Noctis couldn't say the same thing.

The prince looked down at his report card for the twentieth time, yet again wincing. "Sorry, Prom. I'm gonna have to pass this time. I need to speak to my dad."

"Oooh. Yikes." Noctis lived on his own. If he needed to speak with his father, it was serious. "Well alright then. See you…?"

"Probably not until Monday," Noctis replied glumly.

"Double yikes. Okay then…till Monday…" He waved a hand that easily carried all his concerns for his friend and set off for his house.

Already at the front gate with the car door open and waiting was Ignis. Noctis slid into the backseat, slunk down with his knees drawn up, and pretended to bury his face in his phone.

"…Noct?" Ignis asked once he'd returned to the front seat. His voice already held a note of suspicion. "Care to divulge as to what's the matter?"

No, Ignis, I don't, thank you very much, he would've loved to say. What came out was, "My report card." Might as well tell the truth. Ignis would wheedle it out of him one way or another. His advisor was good like that, the perfect therapist that could make you spill your innermost secrets before you were able to catch yourself. Even when he tried to answer vaguely, all it took was a look, a raised eyebrow, and Noctis would know that he was just prolonging the inevitable.

To his answer, Ignis responded, "Oh dear…what's the damage?"

"D minus in Calculus…and an F in Literature."

Ignis grew very quiet for a long moment. When he at last spoke, he imparted, "To use the language of your peers, I do believe you're quite fucked."

"That's not even the worst of it."

"There's more?!"

"The Literature teacher wants a parent-teacher conference."

"Oh no…"

"And it has to be dad. Unless…you want to adopt me in the next twenty-four hours to become my legal guardian?" Beautiful thing about being on this side of bureaucracy was that he could see to it that things moved along much faster than normal. It wasn't a stretch that Ignis very well could be his legal guardian in less than a day.

Except Ignis replied "I'd sooner eat Cup Noodle for the rest of my life than become your guardian!"

"And what the hell is that supposed to mean?!"

"It means no. We're going to the Citadel and your father will handle this."

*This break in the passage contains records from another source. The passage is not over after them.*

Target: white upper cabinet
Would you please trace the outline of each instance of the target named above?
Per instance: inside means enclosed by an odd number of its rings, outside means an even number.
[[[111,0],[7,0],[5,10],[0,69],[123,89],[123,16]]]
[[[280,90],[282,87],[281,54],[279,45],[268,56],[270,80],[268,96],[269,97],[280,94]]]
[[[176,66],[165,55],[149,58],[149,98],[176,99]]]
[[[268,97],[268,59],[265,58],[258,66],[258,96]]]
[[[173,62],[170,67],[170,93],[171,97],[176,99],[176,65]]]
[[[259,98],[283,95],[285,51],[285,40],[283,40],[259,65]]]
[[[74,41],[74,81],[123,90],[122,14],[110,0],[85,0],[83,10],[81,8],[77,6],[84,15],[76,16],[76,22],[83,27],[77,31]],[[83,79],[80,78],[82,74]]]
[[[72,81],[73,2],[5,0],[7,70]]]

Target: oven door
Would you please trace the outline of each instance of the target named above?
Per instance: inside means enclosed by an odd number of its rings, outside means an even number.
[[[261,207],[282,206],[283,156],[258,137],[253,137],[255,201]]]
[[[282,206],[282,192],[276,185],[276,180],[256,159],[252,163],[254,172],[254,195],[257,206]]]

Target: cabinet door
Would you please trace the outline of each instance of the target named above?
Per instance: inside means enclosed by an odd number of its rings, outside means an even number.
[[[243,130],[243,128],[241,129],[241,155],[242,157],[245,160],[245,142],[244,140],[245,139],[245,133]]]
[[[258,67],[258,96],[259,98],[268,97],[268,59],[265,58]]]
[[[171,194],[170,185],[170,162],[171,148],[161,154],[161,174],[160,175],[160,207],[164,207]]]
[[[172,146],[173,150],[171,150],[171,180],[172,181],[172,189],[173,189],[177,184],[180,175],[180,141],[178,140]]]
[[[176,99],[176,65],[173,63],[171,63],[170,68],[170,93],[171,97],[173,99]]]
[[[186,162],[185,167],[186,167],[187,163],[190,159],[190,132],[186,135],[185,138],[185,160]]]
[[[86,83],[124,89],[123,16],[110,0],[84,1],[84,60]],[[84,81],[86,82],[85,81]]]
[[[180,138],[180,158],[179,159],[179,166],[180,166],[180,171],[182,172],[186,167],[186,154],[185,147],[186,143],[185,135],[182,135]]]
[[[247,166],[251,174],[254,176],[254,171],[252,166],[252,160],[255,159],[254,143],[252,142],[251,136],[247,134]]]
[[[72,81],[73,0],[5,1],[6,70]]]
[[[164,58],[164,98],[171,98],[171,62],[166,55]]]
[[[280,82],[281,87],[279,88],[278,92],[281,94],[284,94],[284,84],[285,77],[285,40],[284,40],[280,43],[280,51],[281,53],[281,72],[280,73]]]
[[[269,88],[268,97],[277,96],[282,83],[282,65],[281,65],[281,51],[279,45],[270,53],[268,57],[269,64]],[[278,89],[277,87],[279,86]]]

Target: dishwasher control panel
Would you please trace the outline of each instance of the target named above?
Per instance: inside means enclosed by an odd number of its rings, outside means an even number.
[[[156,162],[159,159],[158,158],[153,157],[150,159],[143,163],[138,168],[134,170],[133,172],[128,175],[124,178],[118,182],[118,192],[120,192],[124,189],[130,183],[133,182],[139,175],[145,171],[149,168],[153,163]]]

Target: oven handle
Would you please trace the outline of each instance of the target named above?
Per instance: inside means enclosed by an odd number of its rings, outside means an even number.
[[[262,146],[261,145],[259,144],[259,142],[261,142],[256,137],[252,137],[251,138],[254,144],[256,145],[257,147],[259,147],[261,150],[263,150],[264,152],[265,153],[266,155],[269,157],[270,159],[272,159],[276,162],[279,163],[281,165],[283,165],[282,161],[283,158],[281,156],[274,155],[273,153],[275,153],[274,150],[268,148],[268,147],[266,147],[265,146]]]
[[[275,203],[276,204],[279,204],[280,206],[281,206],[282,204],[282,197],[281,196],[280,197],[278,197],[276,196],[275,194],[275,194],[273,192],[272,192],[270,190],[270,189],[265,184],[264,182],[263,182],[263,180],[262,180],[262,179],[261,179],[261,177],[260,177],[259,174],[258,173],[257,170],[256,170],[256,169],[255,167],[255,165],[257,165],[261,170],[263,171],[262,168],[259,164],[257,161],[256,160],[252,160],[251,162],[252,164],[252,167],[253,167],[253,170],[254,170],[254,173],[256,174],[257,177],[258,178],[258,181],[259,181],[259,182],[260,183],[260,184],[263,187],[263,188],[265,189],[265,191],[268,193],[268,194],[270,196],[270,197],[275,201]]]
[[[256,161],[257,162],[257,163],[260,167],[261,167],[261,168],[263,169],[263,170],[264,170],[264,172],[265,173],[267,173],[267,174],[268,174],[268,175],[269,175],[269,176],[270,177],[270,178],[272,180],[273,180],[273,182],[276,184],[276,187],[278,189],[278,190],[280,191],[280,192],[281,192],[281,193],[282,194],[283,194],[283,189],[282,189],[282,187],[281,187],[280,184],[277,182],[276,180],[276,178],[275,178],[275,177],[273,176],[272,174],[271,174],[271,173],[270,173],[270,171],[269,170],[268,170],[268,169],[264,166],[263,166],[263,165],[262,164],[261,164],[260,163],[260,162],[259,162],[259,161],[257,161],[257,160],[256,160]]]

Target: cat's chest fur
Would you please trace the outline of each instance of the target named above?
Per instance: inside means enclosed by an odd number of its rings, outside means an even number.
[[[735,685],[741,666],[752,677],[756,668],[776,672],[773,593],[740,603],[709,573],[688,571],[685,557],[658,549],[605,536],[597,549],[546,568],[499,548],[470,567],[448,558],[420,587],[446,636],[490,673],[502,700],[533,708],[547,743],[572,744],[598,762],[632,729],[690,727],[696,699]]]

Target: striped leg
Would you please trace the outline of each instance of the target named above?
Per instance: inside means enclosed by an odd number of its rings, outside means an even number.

Noctis was starting to regret not taking Prompto up on his offer to go gaming. He feared that by the end of the weekend, he'd no longer be a bachelor with an elegant penthouse. He'd be like any other student, living at home with his family. Citadel or not, it would feel like a prison.

~.~.~

"Clarus?"

"Yes, Your Majesty?" His Shield, who doubled as a close confidant, watched from a bedside chair as the king primped himself for the meeting in the adjacent bathroom.

"From one widowed father to another, if Gladiolus or Iris came home with such grades, what would you do?" Regis picked up a tiny pair of scissors and began to snip away at nose hairs.

Clarus looked away and offered "Lock them in a dungeon and throw away the key?"

"Now that's an idea!"

"Regis. I was joking."

"Oh. Well then…what would you do? Seriously?"

Older by only five years but feeling as though it were much more, Clarus let out a breath and rubbed his forehead. "I'd want to know why they're scoring so low, for one. I'd talk to them, ask them what's bothering them. Few kids make bad grades for the joy of it; usually something's diverting their concentration. It helps to figure out what it is."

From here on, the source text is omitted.